Lamar explained that while the U.S. used to import more than $200 million worth of textiles and apparel from Mongolia around 15 years ago, that has dwindled to almost nothing today. In the interim, Mongolia has shipped its raw materials like cashmere to China for manufacturing and exporting to the U.S.
“This would reverse [the] cashmere supply chain,” Lamar said. “China is really the only game in town when it comes to cashmere and what this does is try to recognize that Mongolia can be competitive. It will take some time because the industry there has been decimated, but this would create a reason to invest.”
The AAFA supports the act, which has been introduced in the House and Senate. The bill would provide duty-free access to the U.S. market for products made in Mongolia using Mongolian cashmere for a five-year period.
“This bill would provide a market for Mongolia’s authentic cashmere, supporting growth and creating jobs throughout the U.S. cashmere value chain,” Rick Helfenbein, president and CEO of the AAFA, said. “At the same time, by passing the Mongolia Third Neighbor Trade Act, Congress would forge a stronger partnership with our friends in Mongolia and provide American consumers with better access to these high-end products.”
Mongolian President Khaltmaa Battulga was in Washington this week for meetings with President Trump and U.S. representatives.
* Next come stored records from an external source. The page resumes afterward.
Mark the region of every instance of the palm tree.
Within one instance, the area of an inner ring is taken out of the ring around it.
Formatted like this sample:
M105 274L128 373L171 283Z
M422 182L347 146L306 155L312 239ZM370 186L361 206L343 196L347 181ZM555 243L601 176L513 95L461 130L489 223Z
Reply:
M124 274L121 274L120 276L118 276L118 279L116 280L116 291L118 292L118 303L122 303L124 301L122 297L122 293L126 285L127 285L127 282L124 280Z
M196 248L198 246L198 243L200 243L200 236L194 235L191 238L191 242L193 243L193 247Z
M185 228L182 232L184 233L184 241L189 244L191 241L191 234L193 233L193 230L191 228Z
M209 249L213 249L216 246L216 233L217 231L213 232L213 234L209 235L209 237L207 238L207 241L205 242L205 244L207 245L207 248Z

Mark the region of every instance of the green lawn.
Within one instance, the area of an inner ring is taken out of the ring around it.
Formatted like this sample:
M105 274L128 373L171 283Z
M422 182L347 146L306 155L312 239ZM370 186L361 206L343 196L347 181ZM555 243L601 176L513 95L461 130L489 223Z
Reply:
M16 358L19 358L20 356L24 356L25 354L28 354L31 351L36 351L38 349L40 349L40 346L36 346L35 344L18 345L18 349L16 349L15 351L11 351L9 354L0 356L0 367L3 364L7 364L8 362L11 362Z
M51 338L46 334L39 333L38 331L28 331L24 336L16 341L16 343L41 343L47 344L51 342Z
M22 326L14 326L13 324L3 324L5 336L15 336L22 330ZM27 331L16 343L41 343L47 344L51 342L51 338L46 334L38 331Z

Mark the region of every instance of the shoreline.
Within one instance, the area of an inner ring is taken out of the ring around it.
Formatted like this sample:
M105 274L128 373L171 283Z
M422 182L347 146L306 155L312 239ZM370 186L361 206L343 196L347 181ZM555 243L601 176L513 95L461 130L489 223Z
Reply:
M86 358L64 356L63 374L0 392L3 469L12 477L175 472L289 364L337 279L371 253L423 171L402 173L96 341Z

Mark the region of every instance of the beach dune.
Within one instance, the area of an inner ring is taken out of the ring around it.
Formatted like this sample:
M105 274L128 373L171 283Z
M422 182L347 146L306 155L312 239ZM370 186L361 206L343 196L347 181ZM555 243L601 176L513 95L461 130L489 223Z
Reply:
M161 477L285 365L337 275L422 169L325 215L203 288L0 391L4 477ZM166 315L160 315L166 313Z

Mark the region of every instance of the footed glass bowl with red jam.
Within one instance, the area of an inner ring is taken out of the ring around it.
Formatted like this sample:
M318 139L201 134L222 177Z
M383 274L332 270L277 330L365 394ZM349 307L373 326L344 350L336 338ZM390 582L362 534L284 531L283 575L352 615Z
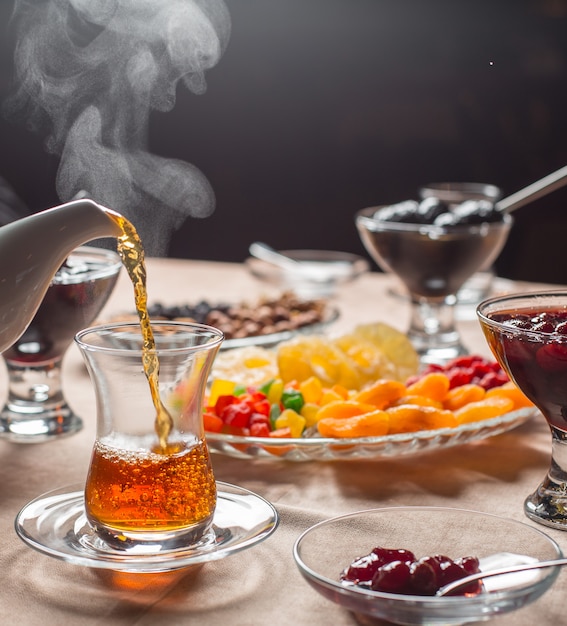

During the visit, his team will be discussing the Mongolia Third Neighbor Trade Act (HR 2219 / S. 1188). AAFA noted that not only would this support jobs in Mongolia, but it would also promote U.S. trade priorities by emphasizing strong environmental standards, market access, intellectual property rights, and workers’ rights.
It would also create manufacturing opportunities for U.S. textile mills and apparel manufacturers.
“This is a small bill when you look at is from the U.S. lens; this is an enormous bill when you look at it from a Mongolia lens,” Lamar said. “It could put 30,000 to 40,000 people back to work in a very short amount of time.”
Matthew Scanlan, CEO of cashmere brand Naadam, said, “I hope it gets passed, it would be great for the Mongolian economy. We still do some production in Mongolia and would most likely invest more in that strategy.”
The World Bank’s board of directors approved $100 million in financing this week to help Mongolia further stabilize its economy and move towards a more sustainable development path.
The World Bank said Mongolia’s economy has recovered strongly from the brink of a macroeconomic crisis in 2016, but underlying vulnerabilities remain. The economy grew by 6.9 percent in 2018, compared to 1.2 percent in 2016.
To enhance the competitiveness of the economy, the program also supports measures to improve the business and trade environment such as strengthening investor protection, streamlining permit requirements, and promoting trade facilitation reforms. Moreover, it supports economic diversification by promoting animal health management.
Lamar said there is strong bipartisan support for the bill as a commercial and geopolitical action.
He added, “There’s a very strong interest in Congress in looking for alternatives and allies to balance out the U.S.-China relationship. There’s a lot of people on the Hill that would like to see this become law sooner rather than later.”